While the governor did discuss the closing of certain businesses and has declared a state of emergency, he did not order the closing of any child care centers in the state. As they are considered private institutions, they take direction from the Florida Department of Health and can only close under an order from the state. DeSantis stated that, while schools are closed through April 15, he believed closing the child care centers would “create a huge amount of issues.”
He has also received some pushback from other officials by not ordering all beaches to close. But although there is no state directive to close them, some mayors have taken it upon themselves to shutter their shores.
Beaches Are Begining To Close Amid Virus Concerns
On Wednesday, Mayor Carlos A. Gimenez of Miami issued an executive order that will close all public beaches in Miami-Dade County and will “restrict or close non-essential businesses and other recreational and entertainment activities,” according to NBC Miami. The order will take effect Thursday evening and covers all public beaches, parks, “non-essential retail,” casinos, and “recreational and entertainment activities.” It will not force private beaches to close, and the mayor said it is “at the discretion of the owners” if they want to remain open.

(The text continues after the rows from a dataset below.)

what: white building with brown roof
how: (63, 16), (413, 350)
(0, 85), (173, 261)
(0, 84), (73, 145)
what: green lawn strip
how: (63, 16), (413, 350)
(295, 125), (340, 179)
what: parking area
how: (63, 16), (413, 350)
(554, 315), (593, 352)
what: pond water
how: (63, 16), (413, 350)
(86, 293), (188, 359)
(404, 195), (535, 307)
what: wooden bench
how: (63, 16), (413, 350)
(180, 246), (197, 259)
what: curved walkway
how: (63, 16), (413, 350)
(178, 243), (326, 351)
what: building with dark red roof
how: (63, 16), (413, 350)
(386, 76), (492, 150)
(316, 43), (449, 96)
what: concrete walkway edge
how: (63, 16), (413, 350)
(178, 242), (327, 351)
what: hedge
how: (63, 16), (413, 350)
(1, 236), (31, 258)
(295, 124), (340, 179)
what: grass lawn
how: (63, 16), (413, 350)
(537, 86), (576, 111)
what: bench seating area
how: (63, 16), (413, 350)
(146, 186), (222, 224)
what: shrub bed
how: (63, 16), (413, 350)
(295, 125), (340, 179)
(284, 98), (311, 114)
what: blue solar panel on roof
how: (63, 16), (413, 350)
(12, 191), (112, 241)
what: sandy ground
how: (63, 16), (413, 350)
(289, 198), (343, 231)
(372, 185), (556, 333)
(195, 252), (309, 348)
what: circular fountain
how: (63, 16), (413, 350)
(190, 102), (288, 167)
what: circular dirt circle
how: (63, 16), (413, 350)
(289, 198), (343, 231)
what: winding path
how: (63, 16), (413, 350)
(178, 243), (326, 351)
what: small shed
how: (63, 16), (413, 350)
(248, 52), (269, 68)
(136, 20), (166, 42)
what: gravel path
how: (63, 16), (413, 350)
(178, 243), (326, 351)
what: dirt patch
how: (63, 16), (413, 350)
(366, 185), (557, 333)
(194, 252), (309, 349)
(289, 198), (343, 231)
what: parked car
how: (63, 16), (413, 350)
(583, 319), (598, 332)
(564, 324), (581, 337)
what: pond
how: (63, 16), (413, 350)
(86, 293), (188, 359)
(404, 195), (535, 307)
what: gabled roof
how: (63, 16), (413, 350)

Gimenez has also ordered the closing of community centers that serve seniors, libraries, movie theaters, gyms, concert venues, arcades, bowling alleys, and playhouses. Bars and clubs were also ordered to be closed and restaurants can only be open for takeout or delivery services. Finally, he prohibited any gatherings of more than 10 people in a public place or facility owned or operated by the county.
Brevard County has followed suit, closing all beachside public parking, which essentially shuts the beach to any visitors. The closings began on Wednesday, March 18, and are expected to be completed by Friday. Volusia County, on the other hand, did not close its beaches. Restrictions are in place, however, and gatherings of larger than 10 people are strongly discouraged. Additionally, groups must keep at least six feet away from each other.
“I think closing the beaches would be a bad precedent. But I think there are things that we can do,” Volusia County Council member Ben Johnson said, via WESH2.
These closures come as the state is ramping up its coronavirus response. Already, large establishments — like Walt Disney World and Universal Orlando Resort — have closed for at least two weeks.